Now, the Capitol Hill Cubans spy the fault line breaking at the possible campaign of Hillary Clinton, where the Democrat side of the Fanjul clan, Alfie’s, resides. But that’s not it at all.

The issue prying the remaining hard liners in Miami from the Fanjuls is that the Fanjuls will not wait while billions in business opportunities are being hammered out between the Cuban government and wealthy South Americans and European competitors. It’s not ideology that kept the Fanjuls from Cuba, it’s the fear of losing money now that there is money to be made.

Leaving the issue of the Castro regime to the side, the question is not when will the regime come to a close, but …when will the money spigot open?

It is open, now. The sign is not yet above the model unit, beckoning buyers, but insiders have already done their walk-thrus before the public is admitted.

For an aging and dying generation of Cuban Americans, the enduring hope was for retribution and a swift execution of justice in Havana. Miami Cuban Americans would lead the charge. Instead of forcing change in Havana, anti-Castro hatreds primarily succeeded in mobilizing voting blocks in South Florida, ensuring a conservative GOP majority in the state legislature and a Congress that marched to the same syncopated downbeat as the upbeat in Havana. Meanwhile, a lot of money was made by Miami Cuban Americans controlling the levers of politics, of growth and development of suburbs and condo canyons, of privatization of government services and charter schools, while the Castros held on in Havana.

Today, the Castro brothers are fading faster than the conservative Cuban American lock on Miami politics.
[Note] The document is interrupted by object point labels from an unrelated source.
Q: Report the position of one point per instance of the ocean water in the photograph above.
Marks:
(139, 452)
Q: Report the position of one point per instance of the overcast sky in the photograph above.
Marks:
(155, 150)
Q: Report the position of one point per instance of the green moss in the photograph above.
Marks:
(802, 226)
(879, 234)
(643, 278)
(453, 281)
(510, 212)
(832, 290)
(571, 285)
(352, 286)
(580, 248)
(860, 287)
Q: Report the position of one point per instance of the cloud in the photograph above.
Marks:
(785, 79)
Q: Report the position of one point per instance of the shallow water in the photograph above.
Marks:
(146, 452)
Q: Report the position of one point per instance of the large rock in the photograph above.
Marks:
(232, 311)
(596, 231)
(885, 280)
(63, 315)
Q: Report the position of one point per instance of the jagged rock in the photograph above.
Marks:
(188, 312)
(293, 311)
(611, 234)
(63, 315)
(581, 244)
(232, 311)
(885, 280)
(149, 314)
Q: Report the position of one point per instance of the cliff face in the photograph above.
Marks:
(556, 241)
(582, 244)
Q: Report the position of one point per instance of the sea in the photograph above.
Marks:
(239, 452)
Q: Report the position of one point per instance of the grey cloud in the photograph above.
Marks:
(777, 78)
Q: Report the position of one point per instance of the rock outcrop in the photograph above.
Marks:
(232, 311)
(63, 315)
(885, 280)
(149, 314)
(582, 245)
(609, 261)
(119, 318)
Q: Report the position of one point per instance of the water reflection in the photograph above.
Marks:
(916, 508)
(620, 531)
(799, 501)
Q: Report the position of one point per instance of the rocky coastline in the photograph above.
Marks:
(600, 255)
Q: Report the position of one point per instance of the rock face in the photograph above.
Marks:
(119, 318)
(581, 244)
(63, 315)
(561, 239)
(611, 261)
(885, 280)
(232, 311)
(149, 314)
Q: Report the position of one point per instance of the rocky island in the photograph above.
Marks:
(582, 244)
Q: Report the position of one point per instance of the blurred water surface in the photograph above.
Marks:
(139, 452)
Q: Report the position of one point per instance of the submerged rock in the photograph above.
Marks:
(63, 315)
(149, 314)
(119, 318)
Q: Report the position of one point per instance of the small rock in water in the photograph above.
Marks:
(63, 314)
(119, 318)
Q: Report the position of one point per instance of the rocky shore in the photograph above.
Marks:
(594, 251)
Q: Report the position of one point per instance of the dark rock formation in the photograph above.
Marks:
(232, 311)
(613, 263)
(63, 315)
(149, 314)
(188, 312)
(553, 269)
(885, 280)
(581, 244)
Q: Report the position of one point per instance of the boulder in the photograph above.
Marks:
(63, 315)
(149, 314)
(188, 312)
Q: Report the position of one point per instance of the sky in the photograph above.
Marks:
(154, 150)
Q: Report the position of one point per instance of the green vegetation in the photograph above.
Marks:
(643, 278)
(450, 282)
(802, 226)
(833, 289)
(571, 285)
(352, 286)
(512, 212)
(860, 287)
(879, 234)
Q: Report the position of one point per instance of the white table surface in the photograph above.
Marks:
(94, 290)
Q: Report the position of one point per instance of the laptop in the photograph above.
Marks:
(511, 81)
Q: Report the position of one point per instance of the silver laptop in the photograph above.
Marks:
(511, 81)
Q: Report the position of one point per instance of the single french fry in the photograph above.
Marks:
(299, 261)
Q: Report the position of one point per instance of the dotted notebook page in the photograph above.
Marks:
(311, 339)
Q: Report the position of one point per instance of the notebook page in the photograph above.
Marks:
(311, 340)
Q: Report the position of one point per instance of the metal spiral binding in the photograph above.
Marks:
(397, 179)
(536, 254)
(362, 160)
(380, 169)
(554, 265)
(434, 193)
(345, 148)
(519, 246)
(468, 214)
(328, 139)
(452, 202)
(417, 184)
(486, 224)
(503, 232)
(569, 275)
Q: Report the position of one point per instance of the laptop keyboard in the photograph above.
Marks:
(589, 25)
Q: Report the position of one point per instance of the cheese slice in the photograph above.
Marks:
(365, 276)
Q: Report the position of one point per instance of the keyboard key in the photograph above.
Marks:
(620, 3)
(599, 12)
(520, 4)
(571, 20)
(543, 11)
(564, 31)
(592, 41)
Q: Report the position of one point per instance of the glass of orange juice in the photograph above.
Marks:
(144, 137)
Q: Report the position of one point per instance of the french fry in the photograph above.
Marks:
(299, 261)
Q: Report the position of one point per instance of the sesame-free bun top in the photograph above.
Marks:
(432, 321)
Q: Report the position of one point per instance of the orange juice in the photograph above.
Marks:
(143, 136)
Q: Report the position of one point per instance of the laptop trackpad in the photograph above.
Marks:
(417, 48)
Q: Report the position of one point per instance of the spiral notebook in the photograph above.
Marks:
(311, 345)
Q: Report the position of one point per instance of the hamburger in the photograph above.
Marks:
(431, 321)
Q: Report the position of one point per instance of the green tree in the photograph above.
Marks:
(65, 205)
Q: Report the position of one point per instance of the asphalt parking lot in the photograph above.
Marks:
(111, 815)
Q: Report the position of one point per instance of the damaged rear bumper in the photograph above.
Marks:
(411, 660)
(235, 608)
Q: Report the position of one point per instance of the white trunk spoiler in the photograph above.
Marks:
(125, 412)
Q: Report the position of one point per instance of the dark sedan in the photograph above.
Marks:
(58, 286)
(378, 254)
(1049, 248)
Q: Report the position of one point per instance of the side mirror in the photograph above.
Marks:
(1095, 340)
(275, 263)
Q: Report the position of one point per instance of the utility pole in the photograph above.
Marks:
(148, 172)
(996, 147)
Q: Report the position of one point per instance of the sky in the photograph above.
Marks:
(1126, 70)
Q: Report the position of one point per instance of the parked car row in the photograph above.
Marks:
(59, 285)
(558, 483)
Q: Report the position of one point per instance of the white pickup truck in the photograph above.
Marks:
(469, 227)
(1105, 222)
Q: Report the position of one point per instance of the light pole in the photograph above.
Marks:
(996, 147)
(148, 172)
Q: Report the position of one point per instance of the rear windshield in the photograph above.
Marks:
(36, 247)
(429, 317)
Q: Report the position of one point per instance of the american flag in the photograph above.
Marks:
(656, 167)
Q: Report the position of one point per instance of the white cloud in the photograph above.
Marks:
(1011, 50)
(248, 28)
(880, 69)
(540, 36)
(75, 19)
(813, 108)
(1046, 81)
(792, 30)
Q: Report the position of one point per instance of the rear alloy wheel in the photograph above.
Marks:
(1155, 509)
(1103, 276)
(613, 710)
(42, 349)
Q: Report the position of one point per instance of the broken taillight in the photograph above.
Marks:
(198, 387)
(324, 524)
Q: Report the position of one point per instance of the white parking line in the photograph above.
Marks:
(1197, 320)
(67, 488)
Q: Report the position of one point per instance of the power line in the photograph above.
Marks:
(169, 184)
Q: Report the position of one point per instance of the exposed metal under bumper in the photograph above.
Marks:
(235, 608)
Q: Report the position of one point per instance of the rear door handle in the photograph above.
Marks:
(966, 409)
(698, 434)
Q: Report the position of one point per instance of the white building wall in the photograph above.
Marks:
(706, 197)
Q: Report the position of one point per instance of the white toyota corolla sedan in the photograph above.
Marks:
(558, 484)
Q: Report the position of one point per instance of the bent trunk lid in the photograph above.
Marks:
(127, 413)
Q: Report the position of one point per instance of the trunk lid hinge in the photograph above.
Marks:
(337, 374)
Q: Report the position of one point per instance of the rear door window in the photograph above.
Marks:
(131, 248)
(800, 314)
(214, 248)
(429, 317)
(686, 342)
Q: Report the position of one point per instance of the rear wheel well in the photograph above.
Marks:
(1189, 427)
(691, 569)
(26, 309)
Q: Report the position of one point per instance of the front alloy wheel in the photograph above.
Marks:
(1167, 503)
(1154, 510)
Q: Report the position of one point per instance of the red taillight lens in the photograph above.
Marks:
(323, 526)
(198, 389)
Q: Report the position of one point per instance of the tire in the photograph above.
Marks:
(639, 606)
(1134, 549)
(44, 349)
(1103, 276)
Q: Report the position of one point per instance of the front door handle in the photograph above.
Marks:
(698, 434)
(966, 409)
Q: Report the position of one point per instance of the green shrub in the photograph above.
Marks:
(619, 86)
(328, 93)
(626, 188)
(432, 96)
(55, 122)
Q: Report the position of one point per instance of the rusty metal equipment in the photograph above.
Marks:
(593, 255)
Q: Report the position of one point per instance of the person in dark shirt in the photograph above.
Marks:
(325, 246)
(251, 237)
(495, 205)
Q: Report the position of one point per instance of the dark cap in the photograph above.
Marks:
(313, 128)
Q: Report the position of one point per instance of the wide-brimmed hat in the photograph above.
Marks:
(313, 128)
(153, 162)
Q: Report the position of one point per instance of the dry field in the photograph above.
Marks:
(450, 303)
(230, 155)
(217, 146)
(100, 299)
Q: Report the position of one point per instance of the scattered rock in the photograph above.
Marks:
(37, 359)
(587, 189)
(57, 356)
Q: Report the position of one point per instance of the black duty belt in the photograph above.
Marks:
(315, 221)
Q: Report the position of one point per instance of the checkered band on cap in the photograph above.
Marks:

The Fanjuls, on the other hand, with their “30,000 foot view” do understand that history is moving.

So what the Fanjuls do, matters. The Washington Post story is like the wisp of smoke emerging from the Vatican chimney when the cardinals have made their decision on the next Pope.

Put another way: there is money and then there is real money. The very rich, like the sugar barons, are — as F. Scott Fitzgerald wrote in another context — “not like you and me.” The Fanjuls have excelled at manipulating governments in service of sugar profits in the United States. In the Everglades, they deploy the best black hats that money to delay Everglades restoration while tens of billions of taxpayer dollars are spent in work-arounds of lands in sugar production that need to be returned to fix the Everglades. There are always ways to make money from economic barriers. But when those hurdles are defeating profits — the way opposition to Castro in Miami is, today — the hurdles have to fall. It’s just business.

Here is what Capitol Hill Cubans will not write. For so many of the Miami Cuban American elite, the signal of the Fanjuls turning to Cuba is a shift as great as the state department declaring the cessation of hostilities and the return of the embassy to Havana.

What the Capitol Hill Cubans can’t ask and can’t answer, how big is the piece of the pie going to be for Miami Cuban American businessmen? That’s always  been the question they wanted to know. (I learned this in the 1990s, leading the battle against the conversion of a military base in South Florida bordering two national parks into a privatized commercial airport for the benefit of powerful Cuban American businessmen. They said it was for a “reliever airport” to Miami International. No, it was for a private and exclusive cargo airport to control the resupply of Cuba once the regime changed.)

For decades, Miami Cubans claimed to want the whole of Cuba, for “freedom and democracy”, knowing that they probably have to settle for less. But how much less? As the years ground on, with Mas Canosa gone and Fidel enfeebled, business interests from other parts of the world have gained traction. The port work, the infrastructure, the city center: the shovels are turning in Havana.

The Miami vise-grip of Cuban Americans on the “embargo” against Cuba is the theoretical analog of the decrepit, old fleet of 1955 Chevy sedans, held together with the same tenacity in Cuba. That fleet is being replaced on the streets of Havana with Toyotas, KIA, and Fiat, the same way as they have in Rangoon. Or Yangon. Whatever.

The Washington Post story and the instant reaction from the Capitol Hill Cubans couldn’t be more clear.  The Fanjuls want their piece of the action.  The game in Havana is, on. Let the scrambling of lesser mortals, begin.